Beverly Hayward has kindly shared her thoughts on working from home and how she has managed to maintain good working relationships with her manager and team, while making sure she has a good work/life balance.

Like many of us, at first Beverly said she found it a bit of a novelty but after two weeks began to find working from home quite unsettling. This was mainly because of the concerns around COVID-19 which many people will share. If everyone was still working in the office people would naturally share those concerns throughout the working day, but working from home makes this harder.

Beverly’s home working life was improved after she collected her monitor from the office and set up an office at home, as before she was working from the kitchen table. Having an office means she can shut the door at the end of the day and leave work in the office. This was a big improvement for her.

Beverly is in regular contact with her line manager and members of the team so feels up to date with news. It’s important everyone does keep in touch with their team and colleagues and not leave it to others to do as we all have to be responsible.

Working from home you need to be strict with having your lunch and making a drink during the morning and afternoon.   Productivity is greater working from home so no-one should feel guilty having their lunch and also finishing on time.

The weekly staff briefings are an ideal way of keeping in touch.

The concern is no-one knows how long we will have to work from home and what is going to happen when we start to go back to the office at St Margaret’s.  Working with your team face to face will not be happening for quite a long while.

Beverly said: “I find some days are better than others, but I think that depends on the work you are doing – in primary care we are just getting back to our normal work priorities so should be getting back to a “sort of” routine.”

Tips from colleagues

  • Don’t forget to move, many people can move from one virtual meeting to the next with no break.

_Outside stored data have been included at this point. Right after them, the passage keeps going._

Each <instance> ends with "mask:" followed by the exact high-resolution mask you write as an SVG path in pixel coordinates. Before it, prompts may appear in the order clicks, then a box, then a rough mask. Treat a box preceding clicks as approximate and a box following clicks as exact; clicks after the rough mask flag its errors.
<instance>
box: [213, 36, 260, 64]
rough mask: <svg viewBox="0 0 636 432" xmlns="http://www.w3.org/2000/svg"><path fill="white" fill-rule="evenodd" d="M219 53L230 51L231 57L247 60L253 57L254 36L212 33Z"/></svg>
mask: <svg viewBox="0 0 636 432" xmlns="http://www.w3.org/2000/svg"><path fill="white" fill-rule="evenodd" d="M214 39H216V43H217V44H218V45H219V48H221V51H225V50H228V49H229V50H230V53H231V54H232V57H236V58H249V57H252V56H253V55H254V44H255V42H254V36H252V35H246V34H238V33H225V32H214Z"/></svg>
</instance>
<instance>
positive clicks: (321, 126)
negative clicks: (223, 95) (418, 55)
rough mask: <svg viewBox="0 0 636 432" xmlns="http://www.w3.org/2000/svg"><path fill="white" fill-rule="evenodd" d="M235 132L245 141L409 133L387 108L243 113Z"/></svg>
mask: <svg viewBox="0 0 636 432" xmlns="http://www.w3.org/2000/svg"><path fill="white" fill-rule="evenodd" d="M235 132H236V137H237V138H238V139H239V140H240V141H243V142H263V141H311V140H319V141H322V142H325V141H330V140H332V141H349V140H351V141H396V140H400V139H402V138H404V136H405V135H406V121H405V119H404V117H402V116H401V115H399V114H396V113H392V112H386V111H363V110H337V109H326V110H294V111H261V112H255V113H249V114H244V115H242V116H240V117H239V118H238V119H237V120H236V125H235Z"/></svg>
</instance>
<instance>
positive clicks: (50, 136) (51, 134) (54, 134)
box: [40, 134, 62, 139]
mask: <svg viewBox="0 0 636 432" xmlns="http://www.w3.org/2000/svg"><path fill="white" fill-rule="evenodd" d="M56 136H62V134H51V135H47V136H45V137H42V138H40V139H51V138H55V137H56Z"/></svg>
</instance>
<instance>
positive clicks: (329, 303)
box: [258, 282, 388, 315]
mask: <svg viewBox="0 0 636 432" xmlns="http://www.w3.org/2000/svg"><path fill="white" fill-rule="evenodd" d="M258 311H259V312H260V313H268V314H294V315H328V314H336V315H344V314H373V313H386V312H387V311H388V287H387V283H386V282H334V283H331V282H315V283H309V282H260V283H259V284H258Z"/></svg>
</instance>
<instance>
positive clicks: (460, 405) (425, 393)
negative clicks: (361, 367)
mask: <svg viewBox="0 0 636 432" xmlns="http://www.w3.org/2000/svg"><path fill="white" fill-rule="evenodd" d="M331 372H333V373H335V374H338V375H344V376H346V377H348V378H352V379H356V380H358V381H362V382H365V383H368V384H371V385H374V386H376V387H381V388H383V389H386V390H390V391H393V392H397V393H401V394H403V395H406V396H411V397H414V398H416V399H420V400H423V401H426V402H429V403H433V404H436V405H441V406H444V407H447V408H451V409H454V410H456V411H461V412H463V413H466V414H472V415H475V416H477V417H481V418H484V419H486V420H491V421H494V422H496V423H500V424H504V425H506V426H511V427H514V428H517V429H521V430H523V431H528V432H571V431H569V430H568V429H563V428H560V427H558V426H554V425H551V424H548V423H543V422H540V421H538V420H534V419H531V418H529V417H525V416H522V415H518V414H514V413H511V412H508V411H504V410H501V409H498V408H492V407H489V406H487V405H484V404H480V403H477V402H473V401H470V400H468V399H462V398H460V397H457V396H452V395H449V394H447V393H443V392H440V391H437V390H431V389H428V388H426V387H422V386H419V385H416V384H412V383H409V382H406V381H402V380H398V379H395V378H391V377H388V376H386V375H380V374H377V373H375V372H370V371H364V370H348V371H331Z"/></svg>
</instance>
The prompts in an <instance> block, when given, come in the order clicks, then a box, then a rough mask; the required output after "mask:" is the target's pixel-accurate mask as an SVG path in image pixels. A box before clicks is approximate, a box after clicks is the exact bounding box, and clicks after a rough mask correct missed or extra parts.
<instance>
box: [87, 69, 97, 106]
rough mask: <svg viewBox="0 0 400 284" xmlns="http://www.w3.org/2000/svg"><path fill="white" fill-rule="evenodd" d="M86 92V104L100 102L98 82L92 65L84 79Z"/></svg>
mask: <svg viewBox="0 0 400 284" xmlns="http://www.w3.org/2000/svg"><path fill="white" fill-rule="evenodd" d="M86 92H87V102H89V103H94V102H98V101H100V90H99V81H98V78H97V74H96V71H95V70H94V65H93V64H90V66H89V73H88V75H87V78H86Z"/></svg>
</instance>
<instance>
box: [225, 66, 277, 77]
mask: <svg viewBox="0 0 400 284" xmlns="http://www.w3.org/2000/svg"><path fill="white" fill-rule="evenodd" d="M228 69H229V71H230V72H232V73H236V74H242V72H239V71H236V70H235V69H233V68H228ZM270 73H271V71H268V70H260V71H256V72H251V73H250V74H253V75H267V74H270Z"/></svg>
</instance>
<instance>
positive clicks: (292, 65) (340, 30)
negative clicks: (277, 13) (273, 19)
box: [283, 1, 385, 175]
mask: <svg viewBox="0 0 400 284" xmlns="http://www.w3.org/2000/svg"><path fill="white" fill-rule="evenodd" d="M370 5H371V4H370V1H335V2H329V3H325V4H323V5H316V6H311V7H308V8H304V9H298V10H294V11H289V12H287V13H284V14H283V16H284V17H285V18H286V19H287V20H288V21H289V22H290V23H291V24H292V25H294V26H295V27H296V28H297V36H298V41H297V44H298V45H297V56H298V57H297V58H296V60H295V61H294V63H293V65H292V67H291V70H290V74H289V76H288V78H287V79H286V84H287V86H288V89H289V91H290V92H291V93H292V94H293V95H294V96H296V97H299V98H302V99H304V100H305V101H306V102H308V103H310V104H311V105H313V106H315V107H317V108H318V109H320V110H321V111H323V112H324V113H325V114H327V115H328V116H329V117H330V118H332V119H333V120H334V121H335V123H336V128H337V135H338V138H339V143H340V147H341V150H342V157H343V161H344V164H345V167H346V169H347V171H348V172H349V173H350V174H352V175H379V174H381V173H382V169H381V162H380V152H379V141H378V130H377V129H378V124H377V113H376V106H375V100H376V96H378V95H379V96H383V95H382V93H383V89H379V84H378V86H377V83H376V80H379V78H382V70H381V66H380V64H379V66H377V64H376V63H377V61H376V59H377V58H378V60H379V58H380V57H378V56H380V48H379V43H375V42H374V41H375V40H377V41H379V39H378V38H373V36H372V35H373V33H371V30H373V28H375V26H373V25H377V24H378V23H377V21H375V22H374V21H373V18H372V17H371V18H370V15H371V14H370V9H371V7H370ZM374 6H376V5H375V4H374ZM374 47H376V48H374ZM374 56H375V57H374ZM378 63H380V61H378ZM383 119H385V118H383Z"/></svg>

Move those legs, get the blood circulating, it’s good for the brain as well as the legs.
  • Have a structure to the day, turn off the laptop and stop looking at the phone outside work hours

Any other business

  • Volunteering week 1-7th June – we would like to share some case studies – if you have done any volunteering (formal and/or informal) and would like to share your experiences. Please email the Comms team
  • Cycle to work scheme soon to be implemented for staff – waiting for approval, more details to follow.